Les retraités et futurs retraités qui ont prêté un œil ou une oreille à l’actualité mercredi matin sont probablement en train de s’inquiéter. En effet, selon Le Parisien, qui a eu accès à des documents des organismes de gestion des retraites, le niveau global des pensions risque de baisser de 9% en quinze ans à cause d’un nouveau système de calcul. Les partenaires sociaux sont réunis à partir de mercredi pour négocier mais déjà les craintes se font sentir.
Possibilité de baisser les pensions. Syndicats et patronat sont réunis au siège du Medef pour négocier la mise en place, au 1er janvier 2019, du nouveau régime de retraite complémentaire, issu de la fusion de l’Agirc (organisme qui s’occupe des cadres) et de l’Arrco (pour tous les autres salariés). Parmi les changements intégrés à ce nouveau régime, un pilotage quasi automatique permettra, selon un document de travail consulté par Le Parisien, de moduler le niveau des pensions afin d’équilibrer les finances. Ceci en jouant sur la valeur du point de retraite, une variable qui sert de base au calcul des pensions, pouvant représenter jusqu’à plus de la moitié du montant versé.
Contactés par Europe 1, les services de l’Agirc-Arrco ont confirmé la possibilité de baisser le niveau des pensions de retraite en cas de déficit financier du régime, une hausse des cotisations étant d’emblée inenvisageable. Une hypothèse qui fait vivement réagir Marie-Josée Kotlicki, secrétaire général de l’Ugict-CGT, la fédération des cadres. "Comme il faut combler les déficits, il est évident que le nouveau texte qui nous est présenté réfléchit à une baisse programmée des pensions de retraite. Le montant des pensions sera la seule variable d’ajustement pour retrouver l’équilibre du régime", déplore-t-elle au micro d’Europe 1.
Baisse sensible. La syndicaliste s'appuie sur une étude d’impact commandée par les partenaires sociaux pour nourrir leur réflexion sur les modalités de la fusion. "L’étude montre que si on prend le régime tel qu’il nous est proposé, on aura une baisse minimale de 9% sur l’ensemble des pensions en quinze ans", souligne Marie-Josée Kotlicki.
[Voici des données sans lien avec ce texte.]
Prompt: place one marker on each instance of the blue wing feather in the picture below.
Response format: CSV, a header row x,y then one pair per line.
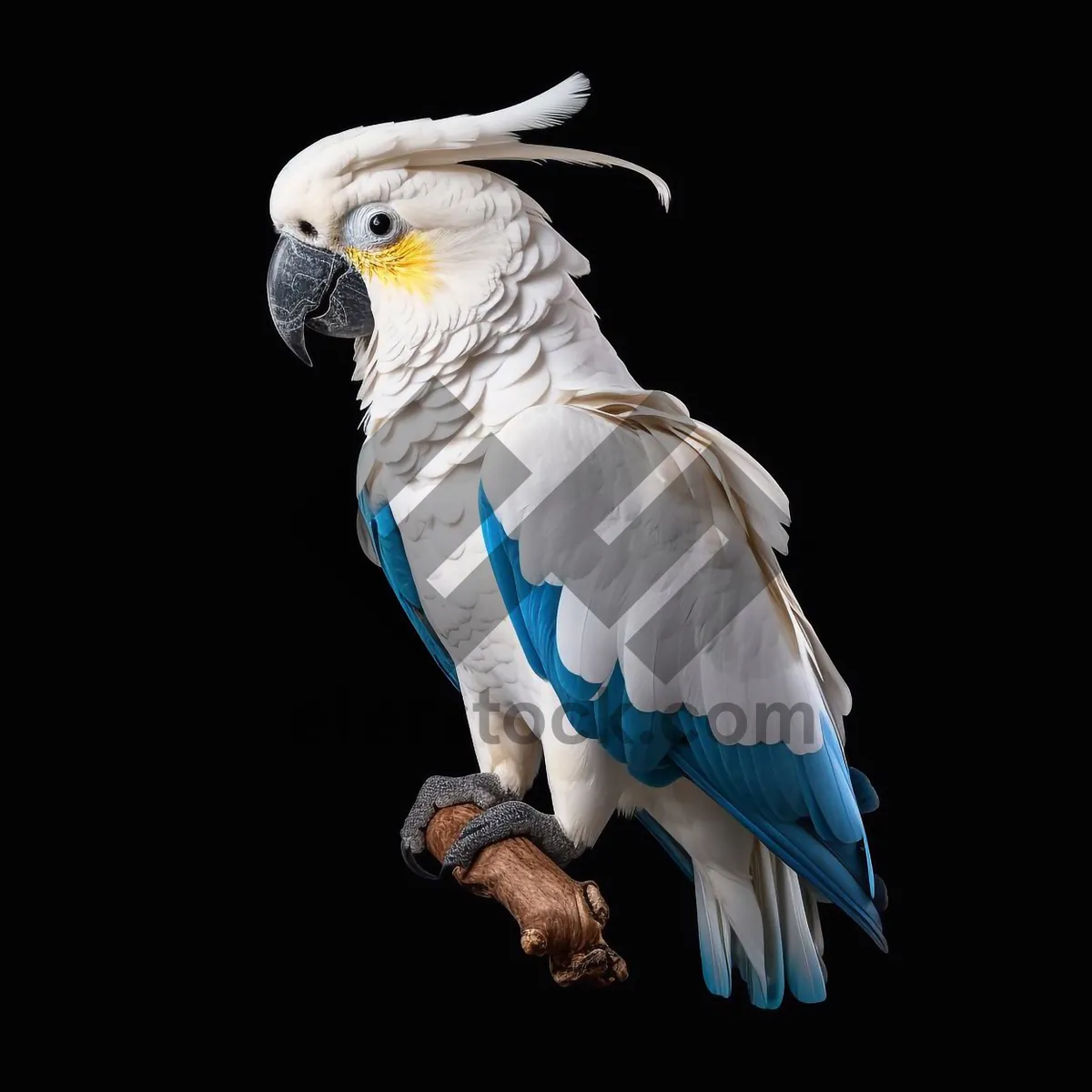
x,y
387,541
803,806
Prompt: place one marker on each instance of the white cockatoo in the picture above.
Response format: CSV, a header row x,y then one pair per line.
x,y
591,567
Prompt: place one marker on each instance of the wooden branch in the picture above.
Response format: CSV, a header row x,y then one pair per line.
x,y
558,916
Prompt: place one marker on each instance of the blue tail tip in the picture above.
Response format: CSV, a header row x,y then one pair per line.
x,y
867,797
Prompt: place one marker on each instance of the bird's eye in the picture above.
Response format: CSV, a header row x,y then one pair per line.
x,y
379,224
371,227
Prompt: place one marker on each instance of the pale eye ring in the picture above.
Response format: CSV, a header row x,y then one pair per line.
x,y
372,227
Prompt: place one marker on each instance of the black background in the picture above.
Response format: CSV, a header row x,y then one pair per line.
x,y
782,299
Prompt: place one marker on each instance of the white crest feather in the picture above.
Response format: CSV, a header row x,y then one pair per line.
x,y
550,108
332,174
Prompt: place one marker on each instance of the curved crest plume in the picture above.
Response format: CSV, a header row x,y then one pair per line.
x,y
344,159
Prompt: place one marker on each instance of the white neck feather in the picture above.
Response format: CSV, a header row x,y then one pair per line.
x,y
535,339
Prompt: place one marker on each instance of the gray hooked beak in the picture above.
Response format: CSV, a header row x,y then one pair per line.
x,y
315,288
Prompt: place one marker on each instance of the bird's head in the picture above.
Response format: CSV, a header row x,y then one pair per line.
x,y
387,225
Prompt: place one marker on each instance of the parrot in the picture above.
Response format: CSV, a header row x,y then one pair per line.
x,y
593,569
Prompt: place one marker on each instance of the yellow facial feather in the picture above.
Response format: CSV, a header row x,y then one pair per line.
x,y
408,263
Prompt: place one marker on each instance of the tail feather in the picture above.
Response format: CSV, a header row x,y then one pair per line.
x,y
765,928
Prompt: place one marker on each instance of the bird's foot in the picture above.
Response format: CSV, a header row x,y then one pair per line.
x,y
483,790
511,819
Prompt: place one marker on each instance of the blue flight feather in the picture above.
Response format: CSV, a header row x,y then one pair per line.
x,y
803,806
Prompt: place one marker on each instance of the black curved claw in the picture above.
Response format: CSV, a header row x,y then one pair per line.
x,y
410,858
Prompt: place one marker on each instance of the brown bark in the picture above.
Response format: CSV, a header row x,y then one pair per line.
x,y
558,916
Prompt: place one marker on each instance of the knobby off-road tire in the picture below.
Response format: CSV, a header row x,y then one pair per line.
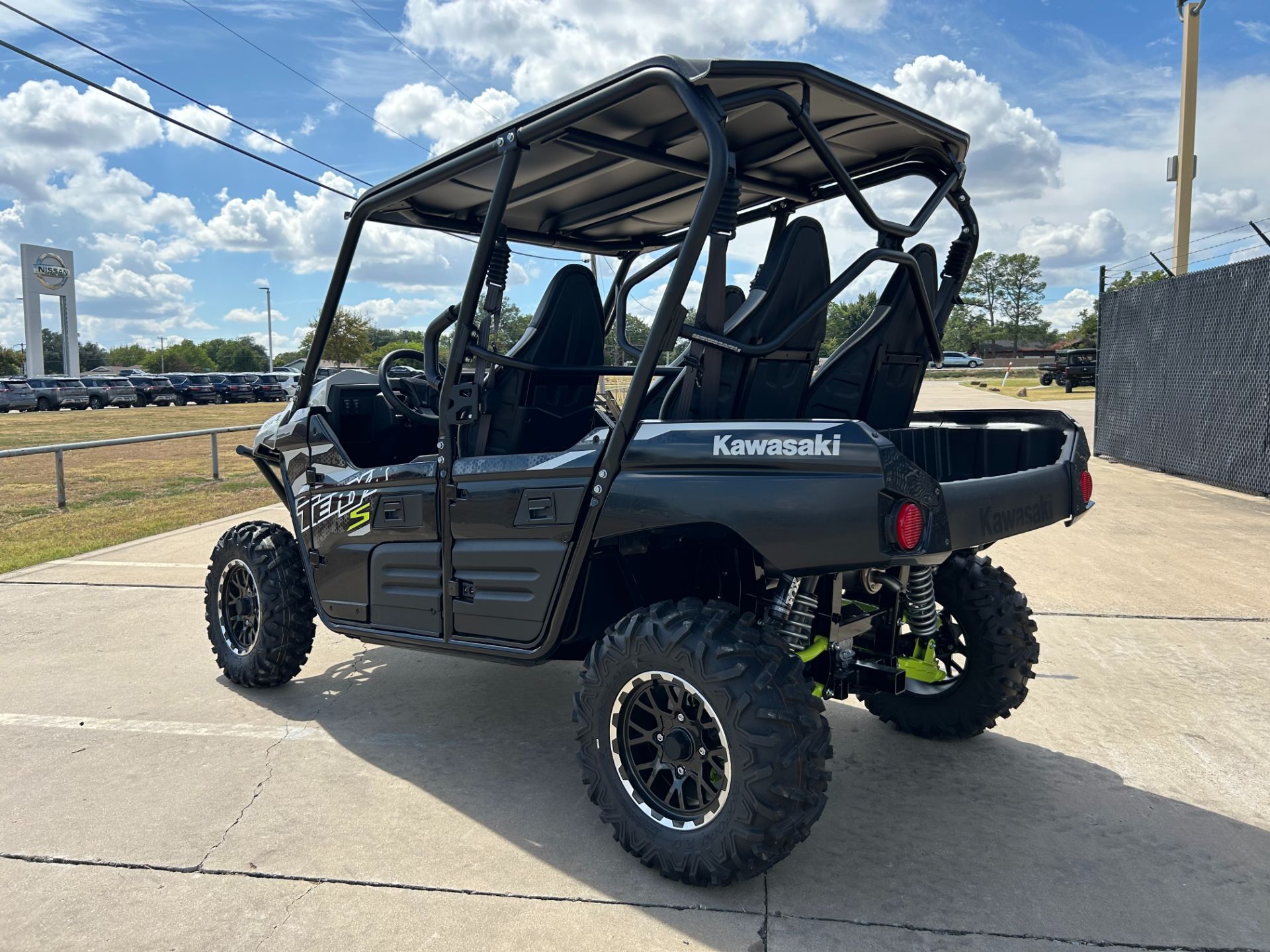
x,y
259,614
775,734
1001,649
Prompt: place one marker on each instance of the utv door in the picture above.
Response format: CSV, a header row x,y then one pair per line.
x,y
372,537
511,521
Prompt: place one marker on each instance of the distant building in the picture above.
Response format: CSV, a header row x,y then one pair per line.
x,y
114,371
299,365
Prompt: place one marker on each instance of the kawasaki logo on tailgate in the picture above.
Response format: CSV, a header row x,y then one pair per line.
x,y
997,522
724,444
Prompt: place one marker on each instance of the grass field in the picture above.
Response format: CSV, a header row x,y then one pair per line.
x,y
1035,391
117,494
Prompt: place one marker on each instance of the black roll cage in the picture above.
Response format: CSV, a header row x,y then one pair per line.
x,y
708,112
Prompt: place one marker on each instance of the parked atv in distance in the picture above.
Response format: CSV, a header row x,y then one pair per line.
x,y
1071,368
747,536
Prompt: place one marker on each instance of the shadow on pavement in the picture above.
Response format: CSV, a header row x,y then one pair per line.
x,y
990,836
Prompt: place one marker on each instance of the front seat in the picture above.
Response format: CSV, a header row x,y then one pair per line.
x,y
536,412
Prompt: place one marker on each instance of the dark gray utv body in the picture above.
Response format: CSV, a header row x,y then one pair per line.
x,y
749,531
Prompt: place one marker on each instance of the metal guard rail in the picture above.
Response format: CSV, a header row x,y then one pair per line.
x,y
59,450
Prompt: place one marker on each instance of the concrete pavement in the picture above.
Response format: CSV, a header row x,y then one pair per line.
x,y
396,799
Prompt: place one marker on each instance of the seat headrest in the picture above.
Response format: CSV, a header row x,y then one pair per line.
x,y
802,237
574,295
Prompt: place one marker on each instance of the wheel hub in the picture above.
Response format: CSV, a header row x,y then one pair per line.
x,y
669,750
239,603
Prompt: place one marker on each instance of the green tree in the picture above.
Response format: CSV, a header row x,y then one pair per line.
x,y
349,339
845,319
984,288
241,354
966,332
92,354
11,360
1130,281
286,357
1087,328
126,354
374,357
183,356
1021,292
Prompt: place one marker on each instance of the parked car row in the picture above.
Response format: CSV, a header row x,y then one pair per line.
x,y
97,393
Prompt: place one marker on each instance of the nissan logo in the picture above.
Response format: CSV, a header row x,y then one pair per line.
x,y
51,270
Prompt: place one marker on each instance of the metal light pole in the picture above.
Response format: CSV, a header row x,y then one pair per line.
x,y
1183,167
269,305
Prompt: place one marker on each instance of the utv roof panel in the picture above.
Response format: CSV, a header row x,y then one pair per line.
x,y
621,161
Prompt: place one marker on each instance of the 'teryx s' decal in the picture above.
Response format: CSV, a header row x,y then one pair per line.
x,y
359,517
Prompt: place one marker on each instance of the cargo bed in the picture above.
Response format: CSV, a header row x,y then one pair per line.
x,y
1002,473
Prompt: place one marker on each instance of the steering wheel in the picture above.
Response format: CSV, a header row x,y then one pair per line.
x,y
421,412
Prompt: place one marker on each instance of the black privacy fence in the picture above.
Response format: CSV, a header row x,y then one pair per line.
x,y
1184,376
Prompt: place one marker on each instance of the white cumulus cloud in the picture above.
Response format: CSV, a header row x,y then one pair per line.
x,y
1013,153
446,120
562,45
1097,239
214,122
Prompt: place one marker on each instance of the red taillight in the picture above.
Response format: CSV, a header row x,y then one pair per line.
x,y
908,526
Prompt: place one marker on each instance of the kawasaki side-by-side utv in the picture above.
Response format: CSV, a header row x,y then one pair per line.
x,y
749,534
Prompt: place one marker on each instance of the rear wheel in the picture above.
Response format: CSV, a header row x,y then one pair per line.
x,y
984,656
259,614
701,742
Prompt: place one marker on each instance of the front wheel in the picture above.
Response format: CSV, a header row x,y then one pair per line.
x,y
701,742
984,655
259,614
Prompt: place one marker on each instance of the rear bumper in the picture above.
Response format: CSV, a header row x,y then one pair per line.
x,y
972,454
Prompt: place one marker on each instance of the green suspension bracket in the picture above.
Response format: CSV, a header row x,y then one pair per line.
x,y
922,666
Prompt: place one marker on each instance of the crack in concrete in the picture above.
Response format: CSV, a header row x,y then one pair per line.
x,y
763,931
592,900
255,793
286,914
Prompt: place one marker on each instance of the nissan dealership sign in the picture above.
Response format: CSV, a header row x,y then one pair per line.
x,y
51,270
48,272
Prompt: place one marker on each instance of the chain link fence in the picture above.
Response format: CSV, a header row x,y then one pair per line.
x,y
1184,376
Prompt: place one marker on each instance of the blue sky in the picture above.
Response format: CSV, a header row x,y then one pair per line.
x,y
1071,107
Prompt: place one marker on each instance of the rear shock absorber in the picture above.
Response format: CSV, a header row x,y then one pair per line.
x,y
792,611
922,615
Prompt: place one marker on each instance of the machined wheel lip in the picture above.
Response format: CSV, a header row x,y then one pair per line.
x,y
235,641
638,793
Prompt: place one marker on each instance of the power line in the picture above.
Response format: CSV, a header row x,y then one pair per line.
x,y
1227,254
1203,238
177,92
444,77
306,79
158,114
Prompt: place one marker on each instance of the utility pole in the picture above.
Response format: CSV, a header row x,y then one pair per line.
x,y
1183,165
595,273
269,305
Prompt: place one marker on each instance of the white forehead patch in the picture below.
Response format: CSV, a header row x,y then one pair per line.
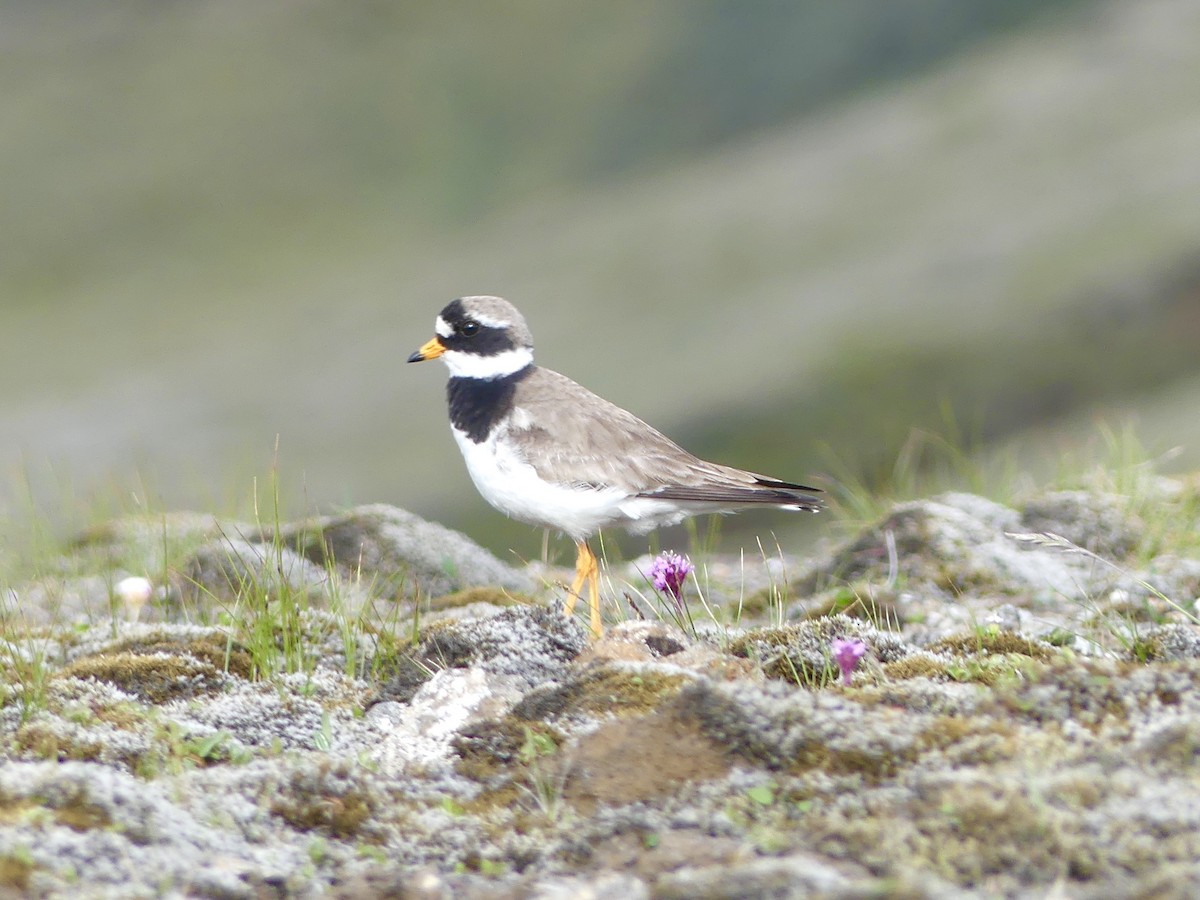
x,y
489,322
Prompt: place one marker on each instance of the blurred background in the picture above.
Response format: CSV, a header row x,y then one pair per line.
x,y
785,233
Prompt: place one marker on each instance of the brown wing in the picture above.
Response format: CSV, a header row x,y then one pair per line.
x,y
577,438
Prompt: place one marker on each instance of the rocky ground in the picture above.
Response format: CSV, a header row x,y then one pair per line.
x,y
371,706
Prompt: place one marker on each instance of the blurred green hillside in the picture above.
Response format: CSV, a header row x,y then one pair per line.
x,y
763,227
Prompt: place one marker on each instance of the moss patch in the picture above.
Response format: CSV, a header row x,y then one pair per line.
x,y
155,679
988,642
496,597
601,689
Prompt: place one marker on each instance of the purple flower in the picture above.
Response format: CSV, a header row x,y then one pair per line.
x,y
847,654
669,573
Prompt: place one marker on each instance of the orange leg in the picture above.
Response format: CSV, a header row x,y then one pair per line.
x,y
587,569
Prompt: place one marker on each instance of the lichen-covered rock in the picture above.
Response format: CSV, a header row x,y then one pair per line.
x,y
401,553
1099,522
1025,718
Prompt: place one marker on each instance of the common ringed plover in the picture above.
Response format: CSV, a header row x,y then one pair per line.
x,y
547,451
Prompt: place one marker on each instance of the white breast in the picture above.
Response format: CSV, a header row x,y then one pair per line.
x,y
510,484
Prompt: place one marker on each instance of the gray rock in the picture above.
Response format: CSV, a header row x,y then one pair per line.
x,y
1098,522
400,553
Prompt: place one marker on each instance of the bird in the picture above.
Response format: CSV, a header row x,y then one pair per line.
x,y
547,451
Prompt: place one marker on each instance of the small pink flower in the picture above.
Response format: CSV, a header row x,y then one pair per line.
x,y
669,573
847,654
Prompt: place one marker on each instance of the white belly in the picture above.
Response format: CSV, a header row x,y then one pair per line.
x,y
510,484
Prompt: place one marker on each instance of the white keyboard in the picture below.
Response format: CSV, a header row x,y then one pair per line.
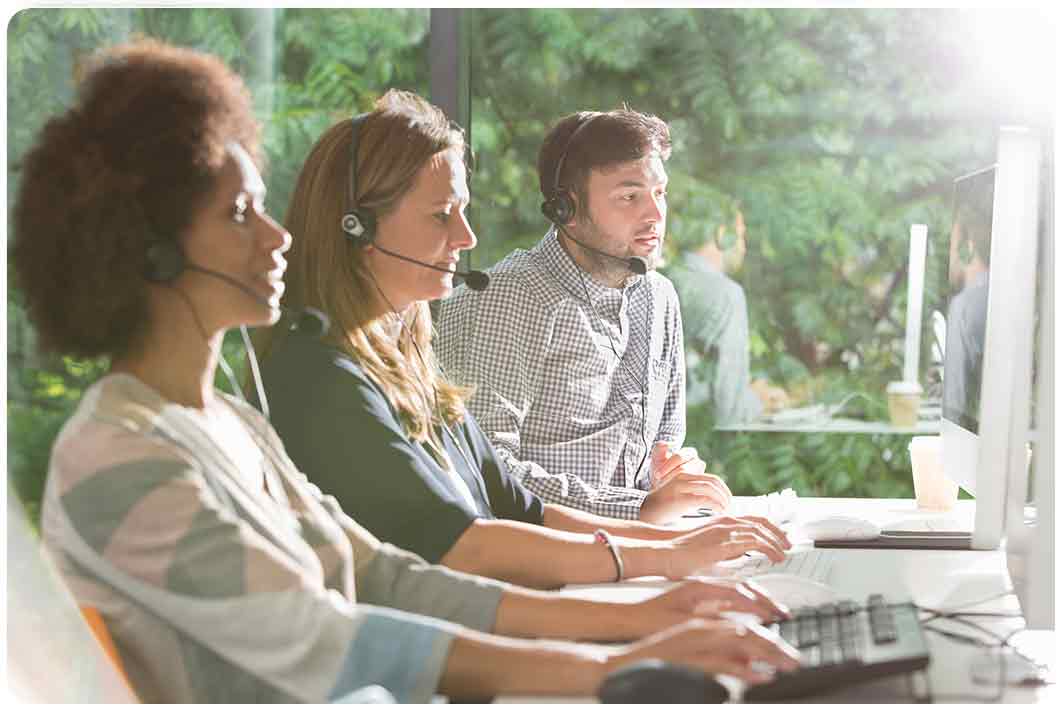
x,y
811,564
778,507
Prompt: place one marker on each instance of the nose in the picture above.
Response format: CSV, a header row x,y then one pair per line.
x,y
462,237
657,207
274,237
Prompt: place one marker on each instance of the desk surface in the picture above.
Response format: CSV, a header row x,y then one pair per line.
x,y
837,425
934,579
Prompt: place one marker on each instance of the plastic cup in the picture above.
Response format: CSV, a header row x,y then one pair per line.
x,y
904,401
933,489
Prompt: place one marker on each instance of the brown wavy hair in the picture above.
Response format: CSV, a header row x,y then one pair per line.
x,y
615,137
129,161
326,271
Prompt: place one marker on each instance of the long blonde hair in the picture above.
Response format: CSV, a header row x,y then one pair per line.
x,y
328,272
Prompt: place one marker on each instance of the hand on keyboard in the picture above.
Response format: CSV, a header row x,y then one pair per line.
x,y
723,538
712,598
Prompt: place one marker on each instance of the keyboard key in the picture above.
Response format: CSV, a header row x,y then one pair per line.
x,y
838,645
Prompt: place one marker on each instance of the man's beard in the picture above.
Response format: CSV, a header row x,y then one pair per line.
x,y
605,269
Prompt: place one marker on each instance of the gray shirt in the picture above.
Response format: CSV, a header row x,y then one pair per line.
x,y
966,324
223,574
715,322
574,381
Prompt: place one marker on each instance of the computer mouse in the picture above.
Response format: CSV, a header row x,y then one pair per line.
x,y
657,682
840,528
794,590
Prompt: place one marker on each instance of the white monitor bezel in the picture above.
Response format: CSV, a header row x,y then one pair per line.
x,y
1005,388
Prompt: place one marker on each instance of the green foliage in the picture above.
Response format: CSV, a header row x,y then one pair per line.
x,y
307,69
834,128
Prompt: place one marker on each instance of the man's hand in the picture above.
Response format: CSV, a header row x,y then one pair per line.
x,y
680,485
725,537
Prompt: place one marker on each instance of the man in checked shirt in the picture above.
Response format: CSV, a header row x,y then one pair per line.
x,y
575,349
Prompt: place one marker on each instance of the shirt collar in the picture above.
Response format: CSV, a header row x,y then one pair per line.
x,y
571,276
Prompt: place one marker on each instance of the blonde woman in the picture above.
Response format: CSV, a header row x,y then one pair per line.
x,y
379,217
140,234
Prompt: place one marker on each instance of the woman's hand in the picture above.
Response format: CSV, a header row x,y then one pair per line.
x,y
708,598
715,645
720,538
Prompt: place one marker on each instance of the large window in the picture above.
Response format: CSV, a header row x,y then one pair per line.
x,y
306,68
832,131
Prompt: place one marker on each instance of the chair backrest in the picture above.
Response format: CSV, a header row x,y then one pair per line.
x,y
52,654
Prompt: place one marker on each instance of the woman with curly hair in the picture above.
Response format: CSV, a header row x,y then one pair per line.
x,y
222,573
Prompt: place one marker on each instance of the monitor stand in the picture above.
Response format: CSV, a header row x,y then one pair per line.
x,y
906,540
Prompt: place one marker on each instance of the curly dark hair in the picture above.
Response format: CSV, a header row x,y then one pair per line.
x,y
127,165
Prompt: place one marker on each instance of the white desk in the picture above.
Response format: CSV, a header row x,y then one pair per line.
x,y
929,578
834,425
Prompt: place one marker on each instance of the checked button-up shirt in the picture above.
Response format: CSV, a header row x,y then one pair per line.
x,y
574,381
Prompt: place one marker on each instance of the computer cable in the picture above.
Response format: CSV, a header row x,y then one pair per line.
x,y
998,642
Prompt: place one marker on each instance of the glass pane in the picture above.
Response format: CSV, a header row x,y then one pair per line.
x,y
306,69
828,133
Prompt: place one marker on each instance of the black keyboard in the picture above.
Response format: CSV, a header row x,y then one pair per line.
x,y
846,642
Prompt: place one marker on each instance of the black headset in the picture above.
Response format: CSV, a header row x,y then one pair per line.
x,y
560,208
358,223
559,205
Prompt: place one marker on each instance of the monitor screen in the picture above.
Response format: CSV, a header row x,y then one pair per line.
x,y
967,308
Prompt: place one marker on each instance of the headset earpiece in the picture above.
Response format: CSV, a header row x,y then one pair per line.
x,y
560,207
164,261
358,224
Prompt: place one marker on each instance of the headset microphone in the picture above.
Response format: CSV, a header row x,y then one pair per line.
x,y
637,264
308,320
475,279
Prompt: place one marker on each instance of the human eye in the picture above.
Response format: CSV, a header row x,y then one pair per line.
x,y
240,209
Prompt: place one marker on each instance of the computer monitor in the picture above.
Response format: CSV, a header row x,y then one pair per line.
x,y
1029,518
987,365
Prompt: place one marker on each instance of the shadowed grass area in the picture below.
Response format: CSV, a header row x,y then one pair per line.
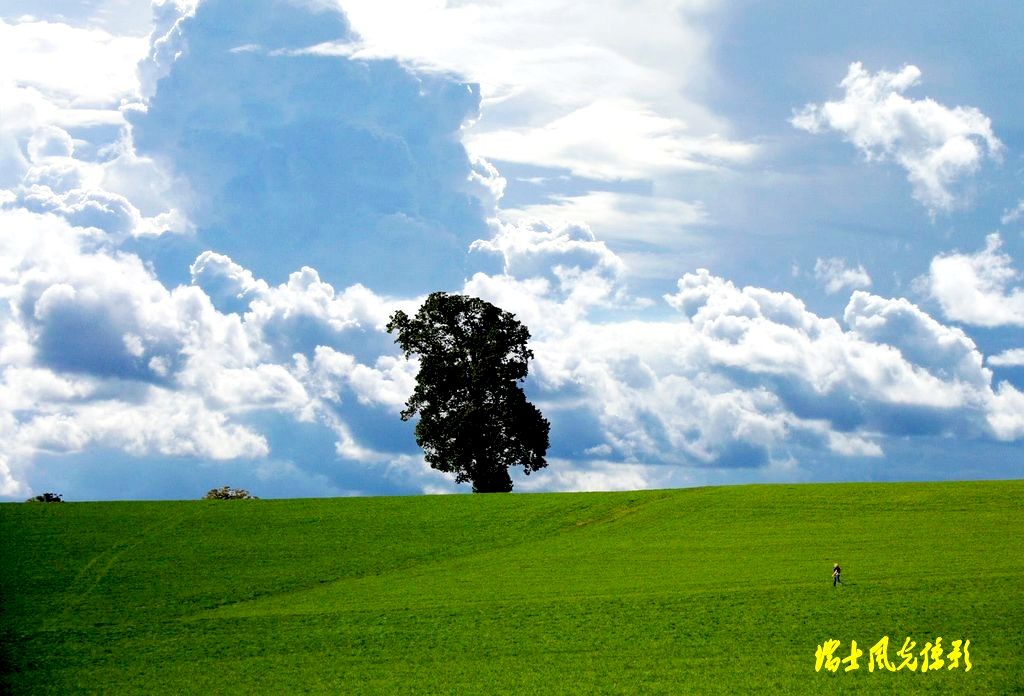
x,y
695,591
Le Parisien a ainsi calculé que le montant de la pension obtenue pour 100 euros cotisés passerait de 7,25 euros en 2018 à 5,77 euros en 2033. Une diminution qui concernerait aussi les actuels retraités, dont les pensions ont pourtant déjà été "liquidées".
Plutôt un ultime recours. Mais du côté de l’Agirc-Arrco, on appelle à relativiser. Ce scénario ne serait envisagé que si les réserves accumulées par les caisses de retraite complémentaire fondent de moitié par rapport à leur niveau actuel. Aujourd’hui, l’Agirc et l’Arrco possèdent un matelas équivalent à une année de prestation, soit environ 60 milliards d’euros. Il faudrait que ces réserves descendent donc sous les six mois d’avance, soit moins de 30 milliards. A noter que ces réserves n’empêchent pas l’Agirc-Arrco d’afficher un déficit de 2,24 milliards d’euros en 2016 (tout de même 700 millions d’euros de moins qu’en 2015).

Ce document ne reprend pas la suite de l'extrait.